This week the White House kicked off its “Investing in America tour,” during which, for three weeks, Biden, Vice President Kamala Harris, their spouses, and senior White House personnel will travel to more than 20 states to promote what they say is the Biden administration’s commitment to domestic investments and boosting the American economy’s resilience. In a memo announcing the tour, the White House said President Biden’s economic policy has, among other things, “strengthened supply chains here at home.”

However, several international companies involved in the production of battery separators for electric vehicles, a key component to the United States’ domestic battery supply chain, sent letters to the EPA informing the agency that its planned regulation on methylene chloride is forcing them to reconsider their planned U.S. investments. SK IE Technology, a South Korea-based company with plans to enter the North American market within the next few years, indicated in a letter to the EPA that they view the proposed prohibition as “a gating issue which threatens to preclude US investment.”

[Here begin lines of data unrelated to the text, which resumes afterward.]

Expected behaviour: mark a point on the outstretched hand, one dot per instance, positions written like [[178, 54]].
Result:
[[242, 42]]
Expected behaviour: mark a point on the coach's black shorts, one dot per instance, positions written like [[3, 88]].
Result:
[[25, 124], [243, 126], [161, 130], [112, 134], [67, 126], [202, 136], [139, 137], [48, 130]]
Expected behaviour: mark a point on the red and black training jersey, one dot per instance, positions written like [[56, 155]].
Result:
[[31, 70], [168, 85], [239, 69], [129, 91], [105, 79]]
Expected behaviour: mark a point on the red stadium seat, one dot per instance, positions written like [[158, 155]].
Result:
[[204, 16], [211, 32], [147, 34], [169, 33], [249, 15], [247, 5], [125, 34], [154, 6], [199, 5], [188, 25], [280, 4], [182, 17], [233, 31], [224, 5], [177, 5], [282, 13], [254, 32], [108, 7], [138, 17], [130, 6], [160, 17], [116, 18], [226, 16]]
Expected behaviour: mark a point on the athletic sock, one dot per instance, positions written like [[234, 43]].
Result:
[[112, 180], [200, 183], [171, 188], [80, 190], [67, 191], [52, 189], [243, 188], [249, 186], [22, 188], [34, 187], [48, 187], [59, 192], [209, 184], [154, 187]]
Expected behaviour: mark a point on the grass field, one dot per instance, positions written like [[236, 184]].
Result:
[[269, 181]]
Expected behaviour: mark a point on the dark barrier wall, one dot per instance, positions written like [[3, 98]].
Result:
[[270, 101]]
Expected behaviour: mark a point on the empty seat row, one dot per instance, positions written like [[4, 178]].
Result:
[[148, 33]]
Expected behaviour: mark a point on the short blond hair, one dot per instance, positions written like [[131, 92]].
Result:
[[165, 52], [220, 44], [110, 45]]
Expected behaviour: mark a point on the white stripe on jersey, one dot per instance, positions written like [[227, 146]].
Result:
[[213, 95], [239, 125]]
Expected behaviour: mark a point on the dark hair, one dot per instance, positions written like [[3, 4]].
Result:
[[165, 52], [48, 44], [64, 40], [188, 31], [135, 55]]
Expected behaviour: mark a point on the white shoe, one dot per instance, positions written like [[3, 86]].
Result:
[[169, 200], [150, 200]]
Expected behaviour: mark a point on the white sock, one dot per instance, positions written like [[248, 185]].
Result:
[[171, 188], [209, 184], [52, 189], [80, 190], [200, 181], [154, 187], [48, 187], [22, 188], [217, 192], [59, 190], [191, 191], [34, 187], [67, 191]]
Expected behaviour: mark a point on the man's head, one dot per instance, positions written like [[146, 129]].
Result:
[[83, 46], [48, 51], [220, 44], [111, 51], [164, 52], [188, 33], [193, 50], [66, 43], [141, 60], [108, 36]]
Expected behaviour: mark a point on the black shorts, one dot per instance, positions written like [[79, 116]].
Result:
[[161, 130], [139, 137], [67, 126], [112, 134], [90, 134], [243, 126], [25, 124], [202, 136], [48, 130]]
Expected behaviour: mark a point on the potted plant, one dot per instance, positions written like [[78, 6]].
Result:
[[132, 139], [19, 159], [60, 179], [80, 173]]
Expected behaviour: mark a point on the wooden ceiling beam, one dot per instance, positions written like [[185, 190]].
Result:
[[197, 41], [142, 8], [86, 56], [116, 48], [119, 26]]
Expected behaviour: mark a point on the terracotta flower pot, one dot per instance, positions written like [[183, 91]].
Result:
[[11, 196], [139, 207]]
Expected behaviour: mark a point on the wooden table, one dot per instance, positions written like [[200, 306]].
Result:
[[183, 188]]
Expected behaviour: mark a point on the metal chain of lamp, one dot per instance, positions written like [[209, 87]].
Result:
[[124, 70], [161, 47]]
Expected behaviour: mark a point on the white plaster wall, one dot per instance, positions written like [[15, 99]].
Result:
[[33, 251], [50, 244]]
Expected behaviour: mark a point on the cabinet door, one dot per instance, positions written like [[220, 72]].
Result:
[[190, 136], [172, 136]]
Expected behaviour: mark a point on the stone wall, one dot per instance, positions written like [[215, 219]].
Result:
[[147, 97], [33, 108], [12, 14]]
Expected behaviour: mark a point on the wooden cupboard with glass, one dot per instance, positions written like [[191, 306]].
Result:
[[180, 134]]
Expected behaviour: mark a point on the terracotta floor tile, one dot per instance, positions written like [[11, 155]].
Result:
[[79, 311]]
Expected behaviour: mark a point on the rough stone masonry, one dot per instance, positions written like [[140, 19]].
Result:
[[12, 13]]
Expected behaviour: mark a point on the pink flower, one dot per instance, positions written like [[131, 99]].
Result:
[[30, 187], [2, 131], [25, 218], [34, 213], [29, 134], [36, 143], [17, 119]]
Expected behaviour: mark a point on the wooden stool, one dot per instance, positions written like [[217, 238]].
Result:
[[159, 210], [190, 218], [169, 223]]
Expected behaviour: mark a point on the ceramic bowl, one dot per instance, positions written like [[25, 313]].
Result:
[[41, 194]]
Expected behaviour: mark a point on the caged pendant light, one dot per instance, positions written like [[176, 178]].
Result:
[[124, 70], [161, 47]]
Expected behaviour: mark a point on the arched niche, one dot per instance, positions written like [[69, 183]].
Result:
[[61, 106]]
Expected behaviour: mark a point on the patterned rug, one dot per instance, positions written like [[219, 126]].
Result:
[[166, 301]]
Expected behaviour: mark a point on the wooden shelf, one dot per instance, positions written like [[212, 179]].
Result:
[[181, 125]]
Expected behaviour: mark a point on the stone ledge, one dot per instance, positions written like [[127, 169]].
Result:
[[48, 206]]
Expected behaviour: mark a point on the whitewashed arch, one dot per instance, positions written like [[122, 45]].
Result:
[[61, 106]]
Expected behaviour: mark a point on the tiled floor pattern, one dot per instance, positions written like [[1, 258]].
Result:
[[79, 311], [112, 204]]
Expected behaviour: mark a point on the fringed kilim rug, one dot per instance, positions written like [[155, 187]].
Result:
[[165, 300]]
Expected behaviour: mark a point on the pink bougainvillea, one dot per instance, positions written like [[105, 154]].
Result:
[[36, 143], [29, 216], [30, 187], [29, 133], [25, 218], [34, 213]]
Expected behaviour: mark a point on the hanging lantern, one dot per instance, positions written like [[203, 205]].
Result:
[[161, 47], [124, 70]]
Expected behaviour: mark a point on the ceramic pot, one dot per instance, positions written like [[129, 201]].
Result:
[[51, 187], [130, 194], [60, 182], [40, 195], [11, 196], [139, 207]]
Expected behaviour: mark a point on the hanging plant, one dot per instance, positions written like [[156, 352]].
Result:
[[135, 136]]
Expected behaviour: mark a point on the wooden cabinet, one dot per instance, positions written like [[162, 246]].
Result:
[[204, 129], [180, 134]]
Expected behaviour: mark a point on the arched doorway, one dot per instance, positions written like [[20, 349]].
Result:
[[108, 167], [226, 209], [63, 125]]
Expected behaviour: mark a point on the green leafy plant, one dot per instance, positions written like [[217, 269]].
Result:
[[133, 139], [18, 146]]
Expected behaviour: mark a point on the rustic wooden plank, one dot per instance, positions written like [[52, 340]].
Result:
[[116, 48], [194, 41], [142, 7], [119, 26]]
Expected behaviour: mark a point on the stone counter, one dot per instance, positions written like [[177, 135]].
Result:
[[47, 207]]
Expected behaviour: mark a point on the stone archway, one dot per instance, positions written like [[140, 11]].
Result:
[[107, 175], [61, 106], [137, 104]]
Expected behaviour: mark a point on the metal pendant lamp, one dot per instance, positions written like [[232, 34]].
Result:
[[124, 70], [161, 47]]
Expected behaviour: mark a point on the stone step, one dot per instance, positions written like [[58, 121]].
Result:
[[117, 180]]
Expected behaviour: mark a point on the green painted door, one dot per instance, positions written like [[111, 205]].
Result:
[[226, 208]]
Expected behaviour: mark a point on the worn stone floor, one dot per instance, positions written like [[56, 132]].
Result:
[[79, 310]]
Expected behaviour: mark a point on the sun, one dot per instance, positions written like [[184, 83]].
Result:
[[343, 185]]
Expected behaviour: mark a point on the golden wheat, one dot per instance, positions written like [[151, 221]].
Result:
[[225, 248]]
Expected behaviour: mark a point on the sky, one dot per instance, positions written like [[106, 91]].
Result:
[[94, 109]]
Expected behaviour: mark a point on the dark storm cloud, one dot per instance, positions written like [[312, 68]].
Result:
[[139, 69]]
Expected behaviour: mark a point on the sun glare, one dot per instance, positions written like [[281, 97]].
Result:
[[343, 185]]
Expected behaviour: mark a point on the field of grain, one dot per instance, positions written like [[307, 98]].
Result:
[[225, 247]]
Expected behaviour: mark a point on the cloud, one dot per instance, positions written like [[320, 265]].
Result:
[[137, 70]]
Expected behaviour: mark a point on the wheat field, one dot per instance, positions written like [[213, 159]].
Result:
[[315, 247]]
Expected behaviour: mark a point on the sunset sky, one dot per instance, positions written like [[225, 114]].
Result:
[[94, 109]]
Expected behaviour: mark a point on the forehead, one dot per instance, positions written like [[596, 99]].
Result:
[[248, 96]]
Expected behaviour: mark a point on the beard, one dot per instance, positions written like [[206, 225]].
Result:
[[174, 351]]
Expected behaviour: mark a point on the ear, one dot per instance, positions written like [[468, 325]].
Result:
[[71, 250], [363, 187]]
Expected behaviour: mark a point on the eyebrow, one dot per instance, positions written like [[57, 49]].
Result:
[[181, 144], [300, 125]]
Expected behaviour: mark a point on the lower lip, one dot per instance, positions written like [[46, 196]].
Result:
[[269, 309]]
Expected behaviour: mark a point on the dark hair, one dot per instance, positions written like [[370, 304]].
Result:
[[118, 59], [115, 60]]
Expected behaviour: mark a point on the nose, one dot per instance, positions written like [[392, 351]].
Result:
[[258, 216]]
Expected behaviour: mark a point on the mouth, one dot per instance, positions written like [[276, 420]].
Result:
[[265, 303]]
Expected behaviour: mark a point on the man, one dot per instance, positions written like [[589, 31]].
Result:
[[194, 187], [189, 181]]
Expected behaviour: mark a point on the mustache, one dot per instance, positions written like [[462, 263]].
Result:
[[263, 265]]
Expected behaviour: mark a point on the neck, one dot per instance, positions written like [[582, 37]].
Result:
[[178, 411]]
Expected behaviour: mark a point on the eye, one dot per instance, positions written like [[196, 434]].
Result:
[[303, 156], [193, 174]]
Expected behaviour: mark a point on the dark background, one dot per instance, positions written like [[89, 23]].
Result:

“The use of methylene chloride (MC) is essential to the process of producing separators necessary for the EV and clean energy agenda to succeed. Unless addressed, this Proposed Rule threatens that agenda and the ability to domestically produce key components like separators,” the company said in its letter. The South Korean company also requested clarification on how the agency plans to categorize industrial versus commercial uses for methylene chloride, suggesting it adopt an alternative categorization method that would allow “safe, sustainable use of MC to produce high-quality EV battery separators in the United States.”

Polypore International, another international battery separator manufacturer, similarly requested the EPA amend the parameters of its proposed final rule. “Without reliable access to lithium battery technology, the United States has no chance of meeting the Administration’s clean energy goals,” a letter to the agency from Polypore stated. “With this in mind, we are asking the EPA to fully reconsider the proposed rule on methylene chloride and instead implement a solution that would allow existing mechanisms … to be properly modified based on appropriate and science-based exposure thresholds so that methylene chloride can continue to be used safely and responsibly in the United States of America.”

The EPA insisted that it has worked closely with stakeholders throughout the rulemaking process. “EPA plans to finalize the risk management rule for methylene chloride in the coming weeks,” the agency told the Free Beacon. “EPA cannot say exactly what the provisions of the final rule will be at this time, although public comments will inform any changes from the proposed rule.”

Besides the proposed ban on methylene chloride, Cheng said the upcoming presidential election and loopholes being utilized by China, designated a foreign entity of concern by the U.S., are also factors that W-SCOPE is keeping an eye on to determine whether to follow through with their previously planned U.S. investments. “We need to see more clear guidelines on if the US regulators are willing to completely shut off their components, suppliers from China, and are they willing to close loopholes,” Cheng told the Free Beacon. “That’s our second biggest concern at this point.”